Quando acordou, não tinha noção de quanto tempo se passara. Estava num local abafado e mergulhado numa escuridão total. Lembrou-se do pequeno isqueiro que trouxera no bolso para “quebrar” a escuridão já esperada e aguardar a chegada do velho.

Mal conseguia mover as pernas. Deslizou os dedos para o lado tentando levar a mão no bolso, mas o corpo que estava junto ao seu a impedia. Sentiu os braços contidos por ele que nesse momento já estava duro. De ambos os lados, estava cercada em um cubículo ínfimo. Com muita dificuldade, conseguiu espremer-se e apanhou o isqueiro. Ao acendê-lo ficou arrepiada e aterrorizada... O corpo que estava no caixão era o de Maricato!
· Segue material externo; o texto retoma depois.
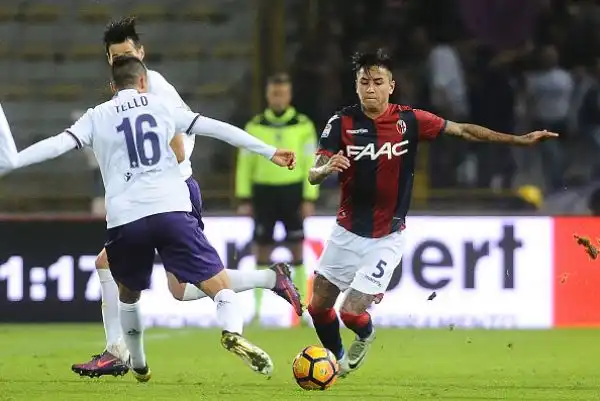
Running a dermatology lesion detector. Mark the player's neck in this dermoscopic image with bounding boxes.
[361,102,390,120]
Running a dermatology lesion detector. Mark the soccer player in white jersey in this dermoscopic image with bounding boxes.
[64,17,302,377]
[0,56,296,382]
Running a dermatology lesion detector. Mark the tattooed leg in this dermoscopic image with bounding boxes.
[340,288,377,370]
[308,274,344,359]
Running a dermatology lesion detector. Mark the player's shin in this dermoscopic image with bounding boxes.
[254,260,270,317]
[214,289,244,334]
[96,262,123,357]
[340,311,373,340]
[308,305,344,359]
[119,300,147,370]
[181,269,277,301]
[292,260,307,299]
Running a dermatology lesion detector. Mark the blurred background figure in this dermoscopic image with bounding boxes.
[526,44,574,191]
[236,73,318,315]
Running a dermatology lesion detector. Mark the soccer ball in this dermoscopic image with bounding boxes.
[292,345,339,390]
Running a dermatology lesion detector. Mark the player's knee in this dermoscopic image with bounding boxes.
[308,302,337,324]
[200,269,231,299]
[340,310,371,327]
[167,273,185,301]
[119,284,142,304]
[95,250,109,269]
Agora, quem iria desenterrá-la? Provavelmente, a enterrara em algum terreno baldio ou outra área abandonada bem longe do monastério. Como seria encontrada?

Sua mente vagava perdida, indo de pavor a pavor, numa velocidade cada vez maior. Seus olhos faziam uma varredura enlouquecida em toda a área alcançada pela pequena luz da chama do isqueiro. Procurava uma fresta, uma falha na madeira, algo que pudesse possibilitar-lhe uma fuga. Um grande desespero tomou conta do seu corpo e começou a sentir-se sufocada, como se o ar do ambiente restrito em que se encontrava se estivesse consumindo por sua respiração angustiada, sem que alguma lufada de vento viesse renová-lo.

Em pânico, tentou levantar a tampa do caixão. Teve a sensação de movê-la um milímetro, porém sentiu que os pregos fixados no esquife o impediam de abri-lo. Começou a bater na tampa com todas as suas forças, mas nada. Tudo estava bem fechado e não havia condição alguma de conseguir dar fim aquela prisão. Os seus dedos estavam banhados de sangue e doíam insuportavelmente. Sentia as unhas soltando-se deles pela luta e pela força que fazia contra a madeira nua. Chorava em desespero. Numa última esperança, começou a gritar com todo o resto de forças que ainda tinha... Sentiu que a morte estava bem próxima.